One of the factors behind the divisions that have opened up in British society is the difference between the way bosses of public companies (who are usually professional managers rather than entrepreneurs by the way) are treated and the treatment they mete out to their staff.

This has become a cause of deep and lingering resentment, and one of the things that may serve to prevent business leaders from being heard at a time when they really need to be heard (see my earlier piece on Brexit for details).

The trouble is, there is scant evidence that the people who sit on pay setting remuneration committees get it. They largely live in a boardroom bubble, one that sees them making six figures for only a couple of days work a month, benefiting almost as much from a corrupt system as the executives they hand millions to.

On those rare occasions when big City shareholders make a fuss, which they only tend to do in response to extreme circumstances, RemCos are apt to behave defensively.

A case in point? Earlier this year Imperial Brands (formerly Imperial Tobacco) backed away from increasing boss Alison Cooper’s pay out from £5.5m to a potential £8.5m in the face of a rare shareholder revolt.

While the resolution that would have pushed that through was withdrawn from consideration, chairman Mark Williamson said this: “The board continues to believe that revising the policy is necessary for retaining and attracting the right calibre of talent to ensure the continued sustainable growth of the business.”

David Haines, the chair of the remuneration committee, meanwhile said that pay rises were necessary for top bosses because they made “significantly below the average for companies of our size”.

In other words, they just didn't get it.

Trouble is, the sort of mentality displayed in those statements is commonplace across British business. It shows exactly why the make up of RemCos badly needs reforming, to give them more external input. Unfortunately, one Theresa May, who initially suggested that she might do just that, backed away when the going got tough.

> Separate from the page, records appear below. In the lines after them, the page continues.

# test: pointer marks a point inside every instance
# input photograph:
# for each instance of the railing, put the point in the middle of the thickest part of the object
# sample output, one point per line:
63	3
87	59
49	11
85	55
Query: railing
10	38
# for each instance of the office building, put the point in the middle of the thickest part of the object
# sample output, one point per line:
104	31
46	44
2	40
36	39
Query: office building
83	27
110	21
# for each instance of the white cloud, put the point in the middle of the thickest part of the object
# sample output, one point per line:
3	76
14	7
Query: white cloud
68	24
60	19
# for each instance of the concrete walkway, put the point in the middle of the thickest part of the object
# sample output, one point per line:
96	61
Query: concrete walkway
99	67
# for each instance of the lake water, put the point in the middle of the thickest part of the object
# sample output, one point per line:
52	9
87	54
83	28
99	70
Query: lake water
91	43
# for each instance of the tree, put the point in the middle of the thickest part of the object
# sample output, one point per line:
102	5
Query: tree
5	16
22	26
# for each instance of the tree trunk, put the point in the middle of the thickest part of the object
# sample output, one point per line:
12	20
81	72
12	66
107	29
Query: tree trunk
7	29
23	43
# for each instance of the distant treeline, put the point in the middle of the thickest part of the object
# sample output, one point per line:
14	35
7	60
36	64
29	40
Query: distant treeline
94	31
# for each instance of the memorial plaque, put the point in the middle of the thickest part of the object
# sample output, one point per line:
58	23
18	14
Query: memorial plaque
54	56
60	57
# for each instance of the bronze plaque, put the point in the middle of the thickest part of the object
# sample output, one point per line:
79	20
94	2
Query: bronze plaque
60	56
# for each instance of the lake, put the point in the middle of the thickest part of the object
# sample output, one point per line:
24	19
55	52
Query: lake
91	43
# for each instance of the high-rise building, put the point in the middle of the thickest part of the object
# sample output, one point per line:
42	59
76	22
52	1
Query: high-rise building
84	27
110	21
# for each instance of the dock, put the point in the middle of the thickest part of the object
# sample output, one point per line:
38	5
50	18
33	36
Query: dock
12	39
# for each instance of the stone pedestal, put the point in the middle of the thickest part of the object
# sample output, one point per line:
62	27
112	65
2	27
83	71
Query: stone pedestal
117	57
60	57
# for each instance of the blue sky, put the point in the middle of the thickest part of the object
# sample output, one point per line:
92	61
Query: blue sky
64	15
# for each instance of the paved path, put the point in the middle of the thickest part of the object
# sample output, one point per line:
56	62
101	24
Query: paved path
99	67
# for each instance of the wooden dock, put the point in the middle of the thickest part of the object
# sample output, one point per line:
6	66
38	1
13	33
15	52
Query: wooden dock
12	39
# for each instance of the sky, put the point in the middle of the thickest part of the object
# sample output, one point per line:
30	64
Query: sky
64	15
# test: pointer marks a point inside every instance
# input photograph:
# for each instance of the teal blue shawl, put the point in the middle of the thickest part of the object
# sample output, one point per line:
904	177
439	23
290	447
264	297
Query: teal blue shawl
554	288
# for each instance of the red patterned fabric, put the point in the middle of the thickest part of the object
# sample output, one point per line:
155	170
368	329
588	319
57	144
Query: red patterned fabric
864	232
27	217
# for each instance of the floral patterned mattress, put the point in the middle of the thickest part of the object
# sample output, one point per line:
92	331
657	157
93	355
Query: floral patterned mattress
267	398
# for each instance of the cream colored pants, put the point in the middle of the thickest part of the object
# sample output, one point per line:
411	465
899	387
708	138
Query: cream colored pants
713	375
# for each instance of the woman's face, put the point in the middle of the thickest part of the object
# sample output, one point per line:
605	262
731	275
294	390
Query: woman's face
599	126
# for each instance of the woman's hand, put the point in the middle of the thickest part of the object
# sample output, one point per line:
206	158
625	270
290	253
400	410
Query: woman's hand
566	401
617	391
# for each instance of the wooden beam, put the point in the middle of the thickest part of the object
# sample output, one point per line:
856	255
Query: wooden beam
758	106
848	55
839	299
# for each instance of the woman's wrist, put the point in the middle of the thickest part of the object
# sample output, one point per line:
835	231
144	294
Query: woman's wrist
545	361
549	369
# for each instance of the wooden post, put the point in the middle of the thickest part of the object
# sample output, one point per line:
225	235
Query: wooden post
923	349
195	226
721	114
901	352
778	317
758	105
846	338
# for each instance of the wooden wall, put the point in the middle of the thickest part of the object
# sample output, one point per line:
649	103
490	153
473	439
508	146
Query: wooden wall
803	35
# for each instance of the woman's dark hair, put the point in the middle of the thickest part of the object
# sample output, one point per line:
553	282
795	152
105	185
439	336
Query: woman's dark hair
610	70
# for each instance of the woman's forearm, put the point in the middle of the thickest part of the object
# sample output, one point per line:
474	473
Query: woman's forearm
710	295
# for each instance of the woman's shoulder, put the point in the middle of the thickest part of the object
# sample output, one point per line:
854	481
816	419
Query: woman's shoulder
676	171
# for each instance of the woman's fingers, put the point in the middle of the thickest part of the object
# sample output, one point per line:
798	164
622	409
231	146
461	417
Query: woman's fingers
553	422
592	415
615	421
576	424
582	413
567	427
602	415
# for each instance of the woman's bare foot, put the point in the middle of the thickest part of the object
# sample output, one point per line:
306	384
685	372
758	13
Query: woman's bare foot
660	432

However, as much as RemCos are problematic, we shouldn’t forget that it is the City’s institutional shareholders that vote to approve their members, and have contributed just as much to the situation by making a fuss only at such times as boardroom excess gets really extreme, such as at Imps.

If the latter has any sense now, it might now turn to quietly increasing the pay packages handed to Ms Cooper and her colleagues by degrees, so that they end up at the same place, just over a longer period of time. If its RemCo does that, the chances are that it will get away with it.

When more modest rises are pushed through, normal service from City institutions is typically resumed, which explains why dissent has been so rare during the current AGM season. RemCos have got cute. They've learned to play the game.

Trouble is, all this contributes to the stripping from business of any and all moral authority. It makes people reluctant to listen even when its leaders say things that they need to hear (such as on Brexit).

As much as business needs to stand up and make the case for sanity on the latter, it also needs to get its own house in order.